Pulse diagnosis can also find trouble before symptoms arise. So Hammer and other CCPD practitioners—who only number in the hundreds in North America, Europe, Australia and New Zealand—say that along with modern medical technology, acupuncture, herbs, exercise and a good diet, it’s a crucial part of effective preventive medicine. “You can access any part of the body or function of the body and pick up where something is beginning to go wrong at a very, very, very early stage,” Hammer says. “So in the hands of a skilled person, it’s the best preventive medicine that exists. If I was in charge of the health-care system, I’d have every single person get their pulse taken twice a year.”
Sounds great, but does it work? Hammer and I spent the next hour in an intimate silence, my arms stretched across a table in Hammer’s upstairs office, his fingers playing across both wrists, then one, then the other, then both again. Could he find out what was causing my abdominal pain?
Two thousand years ago, during the Han Dynasty, everyone from rulers to peasants paid doctors to keep them healthy with the pulse diagnosis and treatments first described in the Nei Jing (“inner classic”) circa 100 BCE. Eastern medicine, like Eastern philosophy, has always subscribed to the idea that the whole is found in its parts. In China, this is the basis of therapies like foot reflexology, tongue reading (in which the tongue’s colour, texture and markings are attributed to conditions in the body) and pulse diagnosis. Acupuncturists trained in this subtle method say you can tell the condition of every body function by feeling the rhythm and qualities of the pulse at different positions on the wrist.
The spot on your right wrist at the base of your thumb, for example, reveals something—though not everything—about your lungs, especially their condition in the past. If a student of Chinese medicine feels a narrowing there, your lungs aren’t expanding enough. If it feels slippery—like pebbles rolling on a plate—it may indicate evidence of a bacterial infection, past or present. And if it feels choppy—like scraping bamboo with a knife—there’s probably some toxicity.
Typically, a doctor of Chinese medicine uses other tools of the trade, like tongue diagnosis, alongside pulse readings. Treatment involves regular stints on a massage table, with needles inserted anywhere from your eyebrows to the balls of your feet, and tonics brewed from herbs to strengthen the body’s healing process.

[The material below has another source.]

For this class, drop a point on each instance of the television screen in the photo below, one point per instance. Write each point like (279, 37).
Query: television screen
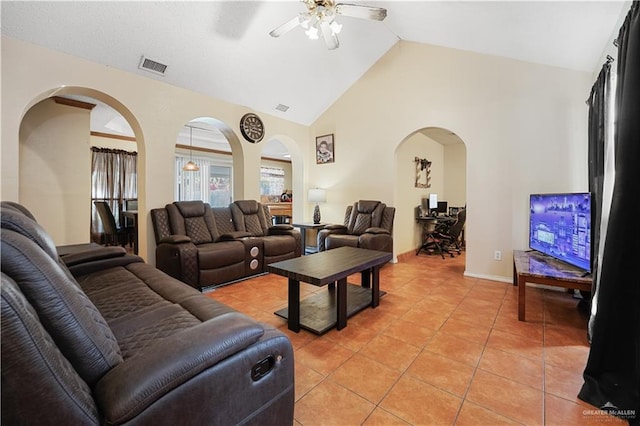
(560, 226)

Western medicines and medical techniques are also suggested when appropriate.
Historically, these techniques attracted little attention in the West. But during the Communist takeover of China after World War II, some Chinese masters fled to the U.S. and Europe. One of these was John Shen, and Hammer knew when their paths crossed in 1974 that he’d found his teacher. For eight years, he spent weekends with the acupuncturist at his practise in New York City. There, he learned to lay his fingers on the wrist in 28 positions, varying the pressure to feel some 80 pulse qualities.